The pristine storage mechanism is particularly clever from an attacker's perspective. Rather than requesting /admin/config.php (which might be blocked), the tool requests /.svn/pristine/a4/a4b2c8d9e1f2...hash.svn-base—a path that reveals nothing about the file's purpose and is unlikely to be specifically blocked by web application firewalls.

The tool also extracts valuable reconnaissance data. From the wc.db database or entries files, it can discover developer usernames, commit timestamps, and directory structures that aren't directly web-accessible. This metadata often reveals internal network paths, developer workstation names, or staging environment URLs embedded in commit messages—information goldmines for further attacks.

Svn-extractor implements a simple HTTP client with configurable user agents and proxy support, allowing it to operate through Burp Suite or other interception proxies for manual analysis. The download logic includes basic retry mechanisms and handles HTTP authentication if the .svn directory is protected (though poorly, by basic auth rather than proper filesystem restrictions).

Gotcha

The tool's primary limitation is its single-threaded architecture. When extracting a large repository with thousands of files, each HTTP request executes sequentially. On a repository with 5,000 files and 100ms average latency, you're looking at over eight minutes of waiting. There's no threading, no connection pooling, and no concurrent downloads. For penetration testers on time-limited engagements, this can be frustrating.

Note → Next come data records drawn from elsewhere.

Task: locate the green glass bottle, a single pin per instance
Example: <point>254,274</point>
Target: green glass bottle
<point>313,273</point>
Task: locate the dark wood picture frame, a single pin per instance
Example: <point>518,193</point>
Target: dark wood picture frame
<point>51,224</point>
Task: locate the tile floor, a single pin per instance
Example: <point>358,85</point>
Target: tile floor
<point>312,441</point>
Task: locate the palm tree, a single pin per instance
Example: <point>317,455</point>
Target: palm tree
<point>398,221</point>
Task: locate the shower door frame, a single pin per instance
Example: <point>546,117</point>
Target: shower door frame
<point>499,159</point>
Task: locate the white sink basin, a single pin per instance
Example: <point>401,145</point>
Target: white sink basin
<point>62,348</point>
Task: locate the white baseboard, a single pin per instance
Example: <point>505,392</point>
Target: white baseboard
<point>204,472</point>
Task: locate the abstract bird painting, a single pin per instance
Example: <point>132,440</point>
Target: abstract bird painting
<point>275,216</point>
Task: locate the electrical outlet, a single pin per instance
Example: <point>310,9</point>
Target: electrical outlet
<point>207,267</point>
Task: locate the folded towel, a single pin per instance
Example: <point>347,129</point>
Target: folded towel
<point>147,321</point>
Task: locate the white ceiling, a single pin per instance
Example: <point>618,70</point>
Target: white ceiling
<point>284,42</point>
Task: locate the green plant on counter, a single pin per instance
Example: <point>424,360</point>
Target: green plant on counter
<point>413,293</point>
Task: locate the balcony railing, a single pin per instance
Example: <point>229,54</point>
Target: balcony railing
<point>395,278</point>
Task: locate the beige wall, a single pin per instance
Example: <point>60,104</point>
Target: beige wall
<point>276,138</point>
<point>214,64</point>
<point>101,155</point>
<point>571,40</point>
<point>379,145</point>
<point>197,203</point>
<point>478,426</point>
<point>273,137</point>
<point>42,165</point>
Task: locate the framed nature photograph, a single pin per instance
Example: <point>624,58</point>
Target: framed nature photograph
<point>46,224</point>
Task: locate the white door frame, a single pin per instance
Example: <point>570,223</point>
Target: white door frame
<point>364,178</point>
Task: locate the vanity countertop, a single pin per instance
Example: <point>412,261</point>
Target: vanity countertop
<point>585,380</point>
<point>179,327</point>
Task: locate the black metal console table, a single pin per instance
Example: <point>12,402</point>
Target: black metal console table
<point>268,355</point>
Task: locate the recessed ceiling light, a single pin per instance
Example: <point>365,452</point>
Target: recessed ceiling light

More critically, svn-extractor completely fails if the initial metadata files aren't accessible. If a web server blocks .svn/entries and .svn/wc.db specifically (while leaving other .svn contents exposed), the tool has no fallback mechanism. It doesn't attempt to bruteforce common filenames or use directory listing to discover files. It's entirely dependent on parsing SVN's metadata structures. Additionally, there's zero state management—if your network connection drops halfway through extracting a 10GB repository, you start over from scratch. No resume capability, no checkpoint files, nothing. Modern alternatives like dvcs-ripper maintain download state and can resume interrupted extractions.

Verdict

Use if: You're conducting web application penetration tests or security audits and discover an exposed .svn directory on a target. This tool excels at quickly extracting complete source code from both legacy and modern SVN working copies, and it's particularly valuable when you need to bypass filename-based access controls. It's also useful for security awareness training—demonstrating to development teams exactly how much sensitive data an exposed .svn folder leaks. Skip if: You're looking for a general-purpose SVN client, need high-performance concurrent downloads, or want a maintained tool with active development. Consider dvcs-ripper for production penetration testing work—it supports multiple version control systems, includes threading, and handles edge cases better. Also skip if you're working on modern, well-configured web infrastructure where this vulnerability class has largely been mitigated through .htaccess rules, security scanners, and migration to Git.